Iti pi so are the first syllables of the Buddhānussati, recollection of the qualities of the Buddha (pali text above). The translation is,

“Thus indeed is he, the Blessed One: the Holy One, fully enlightened,
endowed with clear vision and virtuous conduct, sublime, knower of worlds,
incomparable leader of men to be tamed, the teacher of gods and men, enlightened and blessed”

The syllables IITIPISO are instantly familiar to Buddhists and evoke this recollection, even without needing to chant the whole. It is an example of how syllables come to represent sacred texts, and to embody the meaning and power of those texts, a tradition which will be discussed further on this site. The complete Buddhānussati is shown around the footprint below in Cambodian khom script, starting left inner clockwise I TI PI SO BHA GA VĀ A RA HAṂ, to left outer clockwise, ending right inner clockwise BU DDHO BHA GA VĀ TI.

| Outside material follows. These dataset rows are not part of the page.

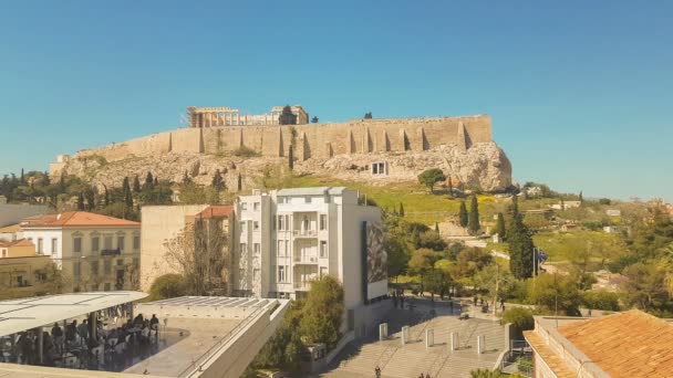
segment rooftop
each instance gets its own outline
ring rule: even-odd
[[[29,217],[23,220],[23,229],[62,227],[139,227],[134,222],[86,211],[68,211],[58,214]]]
[[[345,187],[309,187],[309,188],[289,188],[280,189],[277,196],[340,196],[348,190]]]
[[[230,217],[234,213],[234,206],[231,204],[220,204],[220,206],[209,206],[205,208],[201,212],[196,214],[196,218],[199,219],[210,219],[210,218],[221,218],[221,217]]]
[[[0,240],[0,246],[34,246],[33,242],[28,239],[19,239],[14,241]]]
[[[0,336],[51,325],[95,311],[142,300],[141,292],[95,292],[0,302]]]
[[[612,377],[673,371],[673,325],[641,311],[565,324],[558,332]]]

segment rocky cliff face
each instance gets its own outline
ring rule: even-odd
[[[385,175],[373,175],[372,164],[387,166]],[[159,179],[180,182],[185,175],[201,185],[209,185],[216,169],[224,176],[230,190],[237,189],[238,176],[242,189],[257,186],[259,178],[275,167],[287,168],[288,158],[235,157],[190,153],[167,153],[155,157],[132,157],[106,162],[96,158],[73,158],[65,167],[69,175],[76,175],[95,186],[121,186],[125,176],[141,178],[147,171]],[[308,159],[294,162],[296,174],[330,176],[339,179],[383,186],[394,182],[417,181],[417,176],[428,168],[441,168],[445,175],[464,182],[495,191],[511,185],[511,164],[495,143],[479,143],[466,151],[454,145],[445,145],[425,151],[370,153],[339,155],[329,159]],[[282,170],[282,169],[281,169]],[[276,169],[278,171],[278,169]]]

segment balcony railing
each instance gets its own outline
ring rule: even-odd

Similarly, the core Buddhist meditation practices of Samatha and Vipassanā - tranquility and insight - are also recognisable across different traditions, whether Southeast Asian, Tibetan, Japanese or Chinese, etc., despite surface differences in ritual and preliminary techniques. Thus a Tibetan meditator adept in Shine/Shamatha, will have no difficulty in recognising a Southeast Asian samatha practitioner, or a Chinese Zen/Chan meditator, since the central experience of the absorptions or jhānas is the same (in fact Chan is the Chinese word for jhāna). This is more than a recognition of technique, or a cognitive intellectual recognition; what is recognised is embodied in the body of the meditator, and felt. The stillness of jhāna.


The teaching of Buddhist meditation in the West has developed strongly since the 1960s, such that there is now widespread familiarity with words such as “mindfulness" and “vipassanā". A very basic approach to mindfulness, for example, is used in mindfulness-based cognitive therapy, (MBCT) introduced into the UK Health Service in 2010 as a treatment for recurrent depression. Vipassanā for a while became a catch-all term for Buddhist meditation, particularly in the 1960s and 70s, and it is only relatively recently that samatha meditation is becoming better understood in the West.

The development of meditation teachings in the West has also paralleled major upheavals in source countries such as Tibet, as well as reforms and upheavals in Southeast Asian countries such as Thailand, Cambodia, Burma, Laos, Vietnam and Sri Lanka. Some of the “reforms”, as in early 19th century Thailand when a new ordination line, the Thammayutika Nikāya, was formed, continued into 1950s Thailand with the two sects the Thammayutika Nikāya and the Mahā Nikāya vying for influence , seeking to modernise and Westernise Buddhist practices. This was at the expense of centuries-old esoteric practices related to the samatha tradition, suppressed in favour of the “dry” Burmese vipassanā practice which was heavily promoted in the 1950s.

Research in Cambodia by L'École Française d'Extrême-Orient (EFEO), and in particular by the French ethnologist François Bizot since the 1970s, has recovered a number of old palm-leaf manuscripts related to the older practices, with similar texts also found in Thailand and Sri Lanka. This has opened up an interest in what has come to be known as Tantric Theravāda, or Boran Kammathāna (ancient practices), or the way of the Yogāvacara. Because of the cryptic nature of these texts, which reflect only fragments of what has always been an oral tradition, there is great scope for misinterpretations and misunderstandings if taken out of context from direct meditation experience.